Many people in the United States don’t even bother to shop and just eat fast food. The drive to maximize profit while minimizing costs has resulted in a product that manipulates the senses into accepting as edible something that is mainly a waste product. Under strict process control procedures, agro-industrial wastes, sugar, fat and salt are combined into an appealing presentation, packaged, and reinforced by vigorous advertising. Once accepted, it beguiles the senses by its reliable consistency, creating a lifelong addiction to bad food. The chemical industry obliges with an array of deodorants to mask the sickly body odor such a diet produces. Immersed for a lifetime in a field of artificial sensory perceptions, dominated by chemical, man-made tastes and smells, people recoil in shock when confronted with something natural, be it a simple piece of boiled chicken liver or the smell of a healthy human body. Perversely, they do not mind car exhaust and actually like the carcinogenic “new car smell” of vinyl upholstery.

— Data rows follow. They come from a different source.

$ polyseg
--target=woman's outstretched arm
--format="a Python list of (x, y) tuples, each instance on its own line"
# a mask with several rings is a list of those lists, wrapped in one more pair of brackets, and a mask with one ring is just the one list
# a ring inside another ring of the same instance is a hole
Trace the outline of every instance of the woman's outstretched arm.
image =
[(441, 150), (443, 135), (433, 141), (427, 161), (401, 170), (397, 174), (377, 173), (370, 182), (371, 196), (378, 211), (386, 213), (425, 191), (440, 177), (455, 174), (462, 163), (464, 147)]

When people do cook, they rarely cook from scratch, but simply re-heat prepackaged factory-produced meals. When they do cook from scratch, the supposedly fresh ingredients come from thousands of miles away and are selected for ease of shipping rather than any actually desirable qualities, making them woody or pulpy and only barely edible. Since good taste is no longer on the menu, the focus shifts to quantity, resulting in appallingly sized portions of undifferentiated protein and starch drowned in fat, administered in national festivals of pathetic gorging, of which Thanksgiving seems to be the main one. But this is all good for business and keeps the cancer, diabetes and heart disease industries humming. This is all very unhealthy, and the effect on the nation’s girth is visible clear across the parking lot. A lot of the people, who just waddle to and from their cars, seem unprepared for what is coming next. If they suddenly had to start living like Russians they would blow out their knees. Most of them would not even try, but simply wait, patiently or impatiently, for someone to come and feed them. And if that food arrives and consists of a styrofoam box containing a puck of pseudo-meat between two pucks of pseudo-bread and a plastic bottle of water laced with pseudo-syrup, they would be satisfied.
But the food may never arrive. There is already a fair amount of hunger in the United States and many families are forced to choose between food and gasoline. Gasoline is the greater of the two necessities, because it is necessary for them to drive to buy food: their car always gets to eat first. In the future, the choice will be made for them: they will be priced out of the market, their food used to produce ethanol, so that the more fortunate can keep driving their cars a tiny bit longer. The process of starving them out might go by one of the euphemistic terms economists seem to favor, such as the somewhat sinister “demand destruction,” or the more bland “load shedding.” This process is already underway in Mexico, where corn masa producers who provide a staple purchased by the poor are squeezed out by the ethanol producers. The United States is next. Who is that skeleton driving a pickup truck? Let us hope it is not you, but someone else — someone less fortunate than you, with whom you are not acquainted.